Tuesday, September 7, 2010

Does Giannoulias want military veneer?

It strikes me as a bit odd that Democratic Senate hopeful Alexi Giannoulias is so eager these days to campaign with people of military backgrounds.

Last week, he made an appearance in Chicago with retired General Wesley Clark, while on Tuesday he is scheduled to make appearances in Chicago and Champaign with Tammy Duckworth – an assistant secretary with the Veterans Affairs administration who also was once director of the Illinois Department of Veterans Affairs.

MY GUESS IS that he wants to smack down those people who want to criticize him for the fact that in his short life, he never served in any branch of the military.

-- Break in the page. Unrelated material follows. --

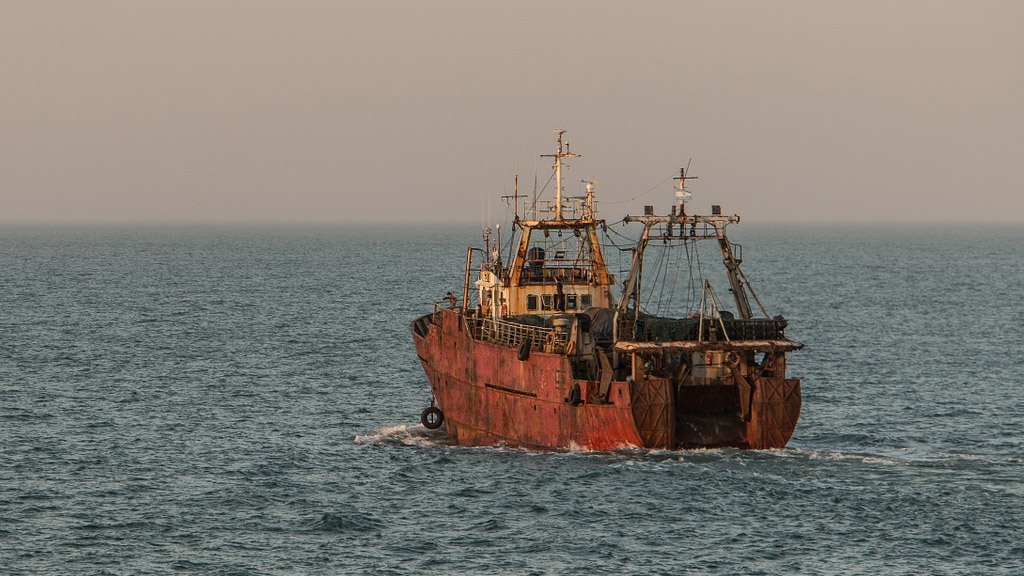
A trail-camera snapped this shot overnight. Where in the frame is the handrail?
[467,318,569,353]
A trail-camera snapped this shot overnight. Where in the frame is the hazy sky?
[0,0,1024,222]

In fact, the people with too much free time on their hands have in recent weeks been peddling a story that claims Giannoulias – who after finishing college in the United States went to Greece to play professional basketball – somehow dodged a legal obligation to serve time in the army in that nation.

Not that I think the people who want to believe this trite talk really care whether or not he ever served in the Greek army. They just want to enhance the image that Democrats don’t serve in the military, and therefore are opposed to it.

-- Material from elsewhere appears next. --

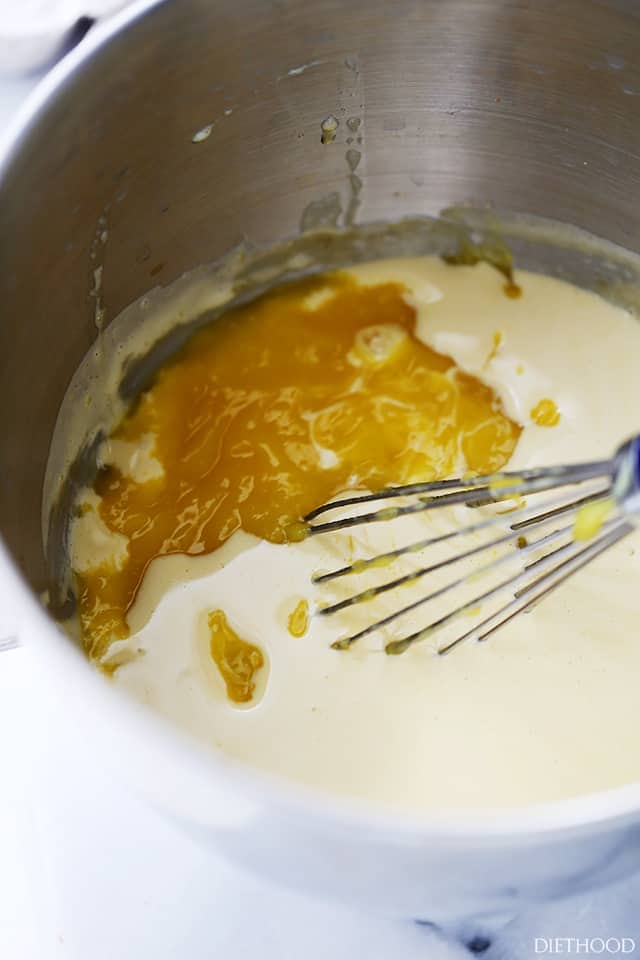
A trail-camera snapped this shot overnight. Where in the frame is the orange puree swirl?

It’s trash talk that deserves to be dumped in the waste basket of life.

BUT THE SUDDEN interest in appearing with people who have devoted their lives to the U.S. military makes me wonder if Giannoulias is taking this kind of rhetoric seriously. I’d hope not, because it is a battle he can’t win.

In fact, about the only way a political candidate of the Democratic Party can deal with this “issue” is to turn it into a non-issue. Ignore it. Let it go away. Because in the end, it really doesn’t matter.

Now I will be the first to admit that neither I nor my brother served in the military. Although we have cousins who did. I also remember the last time I saw an old childhood friend, much of our “catching-up” conversation centered around his oldest son, who was then in the army.

So I appreciate that some people take this seriously. I also realize that for some people (such as one of my cousins who served five years in the Army, including a few months in Kuwait during the Gulf War of the early 1990s), military service is probably their best option for getting ahead in life.

I’M NOT ANTI-military. But I am anti- the idea that it should somehow be a requirement for any sort of advancement in public life. If anything, we probably need a healthy mixture of people in electoral politics who have both served and NOT served in a military uniform of sorts.

The reality of this issue is that perception is everything. Republican candidates get the perception that they are pro-military, and that the Democrats are the opposition to that view. There is little that can be done to change that.

What Giannoulias risks doing by appearing to cuddle up to too many people in uniform is trying to create the illusion that he somehow has some sort of military viewpoint. The truth is that he does not.

If people start thinking that he’s trying to pretend to have more of a military view than he really does, then people who in theory should be his supporters will turn on him. It can hurt him.

BECAUSE PRETENDING TO have some sort of soldiering viewpoint won’t help him gain any kind of traction among would-be Republican voters. The 2000 and 2004 presidential elections ought to be the ultimate evidence of that fact.

George W. Bush ran twice for president against candidates who actually served in the army during the Vietnam conflict. They had legitimate records. Yet the Republican partisans who were determined to put Bush into office went out of their way to denigrate the true military people in favor of the guy who used his connections to avoid having to serve in a combat zone in Vietnam.

Not that I blame him. I wonder if I were alive and of military age back then (I was 2 back in the summer of 1967) if I would have engaged in similar actions.

But as much as the Republican base claims they respect the military, what it really amounts to is that they respect only a certain type of person who serves. Giannoulias isn’t that type of person. He never will be.

TRYING TO PRETEND in any way can only hurt him.

So when Giannoulias makes his appearances with Duckworth, I hope he doesn’t overdo it. In fact, the biggest surprise to me is that Duckworth (who served in Iraq and was wounded in 2004, losing both of her legs and partial use of an arm) is willing to be so visually present.

With the way many people are convinced this is going to be the “gloom and doom” year for Democratic candidates across Illinois (I expect some losses, but not the total annihilation that some GOP partisans have wet dreams about), I’d almost expect her to loom as far into the political background as she could.

So either Duckworth is expecting some political goodwill in return should she decide in the future to run for elective office. Or perhaps she knows something about the public mood that the rest of us are overlooking?